Slab to table, in seven days
Update, 2018-09-01: Hi folks! I’ve gotten a lot of email and comments here, and I appreciate your enthusiasm, but this is a blog post about a table I built in my free time. Like I say in the post, I’m not a professional woodworker; I’m a hobbyist. I am also not a lumber mill. I’m a software engineer: I don’t have any tables or wood to sell. Try a local woodworker! If you’re in the San Francisco Bay Area, I can recommend Tree to Table. Cheers!
When Tyler and I rented this apartment together, we knew we wanted a table. Our common room has a linear kitchen at one end and the couch & coffee table at the other. Our plan (and in concordance with FARMHOUSE KITCHEN, DIFFERENT CHAIRS, and HALF-FILLED WALL) was to divide the two spaces with the dining table–and to get some extra counter and storage space. With tons of natural light, white walls, and blond flooring, we knew we wanted a solid, darker piece to balance the room–something with rough, warm materials. It also needed to be unusually high, to provide a standing work surface. After rejecting a few expensive and ill-sized pieces from craigslist, catalogs and furniture stores, we decided to build one ourselves.

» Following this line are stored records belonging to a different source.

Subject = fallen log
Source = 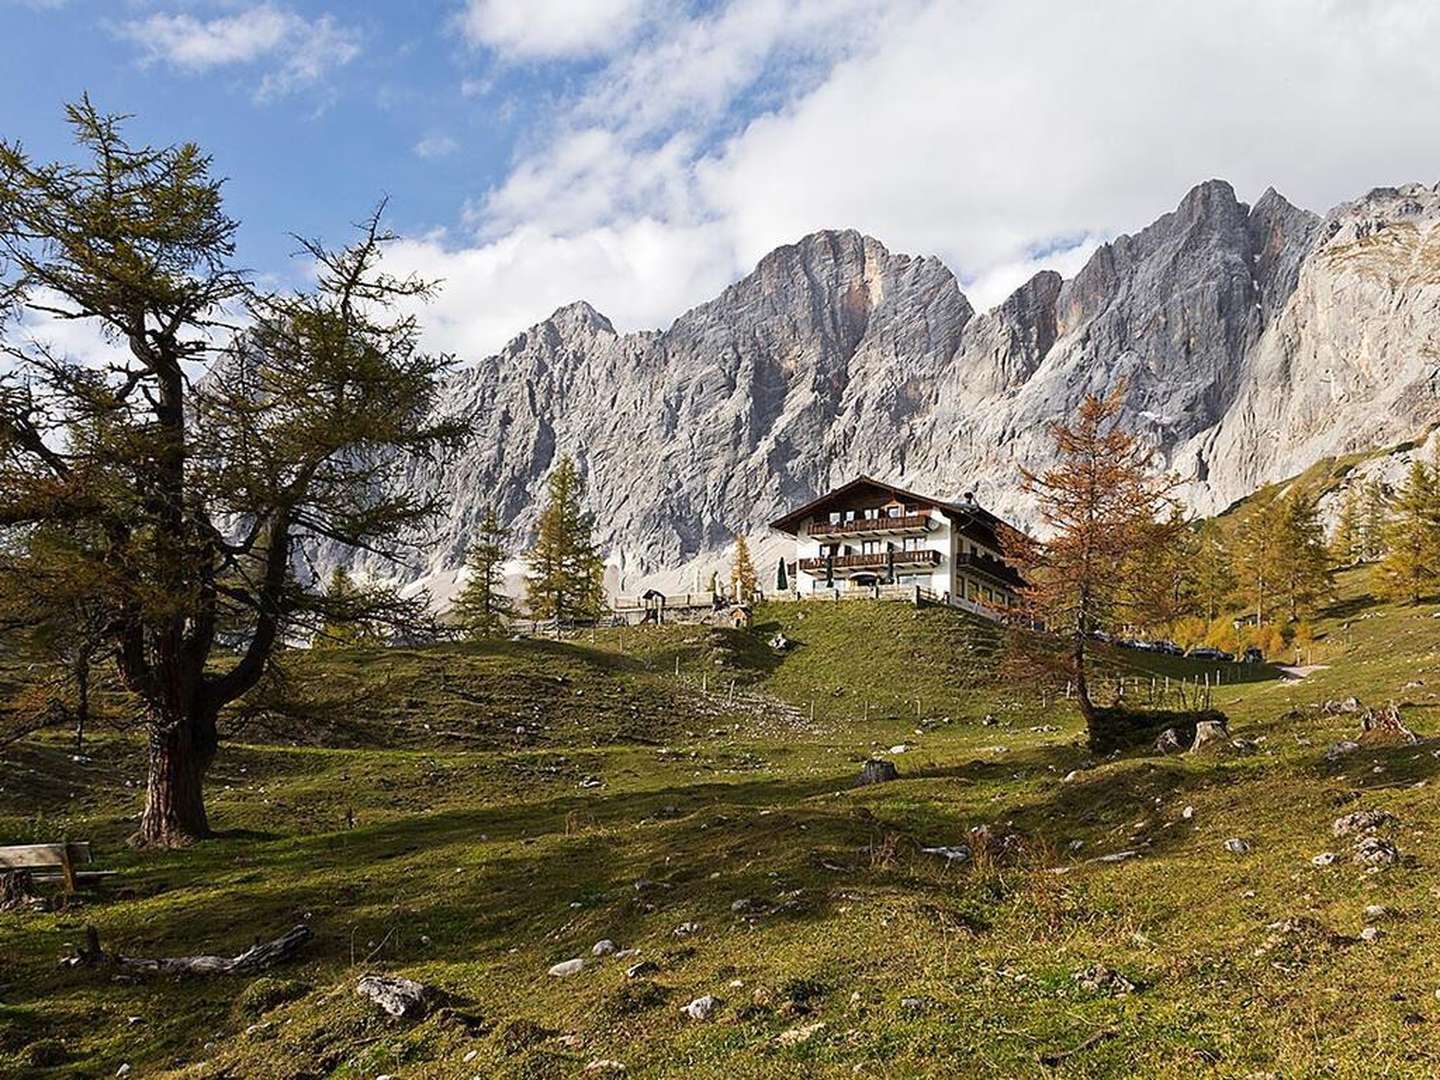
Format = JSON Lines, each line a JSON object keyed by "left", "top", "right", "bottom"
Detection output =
{"left": 1038, "top": 1027, "right": 1117, "bottom": 1067}
{"left": 63, "top": 924, "right": 312, "bottom": 976}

I saw my first live-edge table freshman year at Carleton; an acquaintance had completed one as a part of their woodworking study, and invited a small group to dinner to celebrate. Oak, I believe–roughly eight feet by 40 inches, a beautiful pair of book-matched slabs cleaved perfectly from bark to core, and polished to a fine sheen. The top rest on legs only 18 inches in height; we sat on the floor or cushions. For seven years the feeling of that table resonated in my memory. Now I had the workshop and living space to make one myself.